The US has long seen Latin America as its “backyard,” and even though it cannot supply them with vaccines, it does not allow China to do so, Lü Xiang, a research fellow on US studies at the Chinese Academy of Social Sciences, told the Global Times on Thursday.
However, US media’s “arms race” discourse is unnecessary as in the next six months global vaccine manufacturers can hardly meet the global demand, given that the pandemic has caused 64.5 million infections worldwide, Lü said. He added that countries with capability should try to produce as many as possible.

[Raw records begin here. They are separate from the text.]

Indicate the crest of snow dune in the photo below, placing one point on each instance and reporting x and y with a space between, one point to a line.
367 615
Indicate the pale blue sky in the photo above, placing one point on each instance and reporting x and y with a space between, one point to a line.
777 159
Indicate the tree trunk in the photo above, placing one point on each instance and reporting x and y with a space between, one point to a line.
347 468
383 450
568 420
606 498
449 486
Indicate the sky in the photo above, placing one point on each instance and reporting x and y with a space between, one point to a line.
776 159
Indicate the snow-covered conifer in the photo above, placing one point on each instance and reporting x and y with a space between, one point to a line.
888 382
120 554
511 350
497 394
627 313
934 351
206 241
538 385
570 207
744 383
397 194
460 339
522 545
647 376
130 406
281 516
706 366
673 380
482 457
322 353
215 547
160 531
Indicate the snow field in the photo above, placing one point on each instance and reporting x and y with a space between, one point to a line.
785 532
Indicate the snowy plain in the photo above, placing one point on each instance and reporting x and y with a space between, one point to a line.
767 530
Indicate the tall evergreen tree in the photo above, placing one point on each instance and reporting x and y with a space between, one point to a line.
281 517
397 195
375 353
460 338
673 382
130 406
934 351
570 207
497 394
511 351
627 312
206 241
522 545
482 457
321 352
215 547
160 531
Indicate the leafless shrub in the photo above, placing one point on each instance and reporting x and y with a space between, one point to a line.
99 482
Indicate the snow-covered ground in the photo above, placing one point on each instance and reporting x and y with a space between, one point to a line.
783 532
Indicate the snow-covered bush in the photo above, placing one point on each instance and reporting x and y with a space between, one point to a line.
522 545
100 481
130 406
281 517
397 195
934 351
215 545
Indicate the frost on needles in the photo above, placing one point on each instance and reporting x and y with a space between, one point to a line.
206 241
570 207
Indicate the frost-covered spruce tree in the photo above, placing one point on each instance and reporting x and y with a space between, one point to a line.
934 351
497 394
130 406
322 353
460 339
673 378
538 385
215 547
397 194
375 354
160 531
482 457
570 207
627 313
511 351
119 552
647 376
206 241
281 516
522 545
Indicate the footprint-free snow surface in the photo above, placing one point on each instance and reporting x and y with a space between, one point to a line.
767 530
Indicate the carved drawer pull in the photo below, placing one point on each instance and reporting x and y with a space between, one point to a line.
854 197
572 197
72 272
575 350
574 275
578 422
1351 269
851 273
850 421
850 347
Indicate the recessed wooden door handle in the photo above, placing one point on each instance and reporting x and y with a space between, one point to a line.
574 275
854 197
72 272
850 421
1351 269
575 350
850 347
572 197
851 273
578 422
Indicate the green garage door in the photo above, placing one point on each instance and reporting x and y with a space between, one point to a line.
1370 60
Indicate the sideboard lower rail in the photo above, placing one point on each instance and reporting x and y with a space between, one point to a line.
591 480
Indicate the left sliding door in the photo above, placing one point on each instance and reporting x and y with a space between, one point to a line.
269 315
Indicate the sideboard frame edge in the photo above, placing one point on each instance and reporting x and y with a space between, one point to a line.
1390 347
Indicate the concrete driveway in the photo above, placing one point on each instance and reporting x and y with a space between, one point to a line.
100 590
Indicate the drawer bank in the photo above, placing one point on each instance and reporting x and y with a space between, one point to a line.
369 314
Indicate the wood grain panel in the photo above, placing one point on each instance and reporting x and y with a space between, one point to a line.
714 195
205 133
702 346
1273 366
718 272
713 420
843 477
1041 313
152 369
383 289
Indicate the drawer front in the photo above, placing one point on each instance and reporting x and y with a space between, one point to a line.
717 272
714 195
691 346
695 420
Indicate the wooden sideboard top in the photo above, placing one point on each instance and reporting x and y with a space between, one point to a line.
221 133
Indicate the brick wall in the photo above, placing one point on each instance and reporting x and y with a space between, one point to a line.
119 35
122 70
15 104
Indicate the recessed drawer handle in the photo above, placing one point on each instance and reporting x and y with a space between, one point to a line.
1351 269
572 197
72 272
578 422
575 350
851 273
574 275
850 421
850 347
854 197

It is the US that is in urgent need to boast its success in vaccines because it had lost face for its failure in epidemic control, Lü said.
The expert stressed that if there is a vaccine race, “it is not between China and the US, but a race against time to save lives.”
The deadly pandemic has killed nearly 1.5 million people globally so far.
The US can feel free to continue its “America first” strategy, prioritizing domestic needs and supplying its allies, but it should not be narrow-minded and hinder China’s cooperation and aid to other countries, the expert said.
Politicizing vaccine issues would harm the vulnerable groups more than others, experts said, noting that the Chinese vaccine would be an ideal choice for places that cannot guarantee quick logistics and ultra-freezing equipment.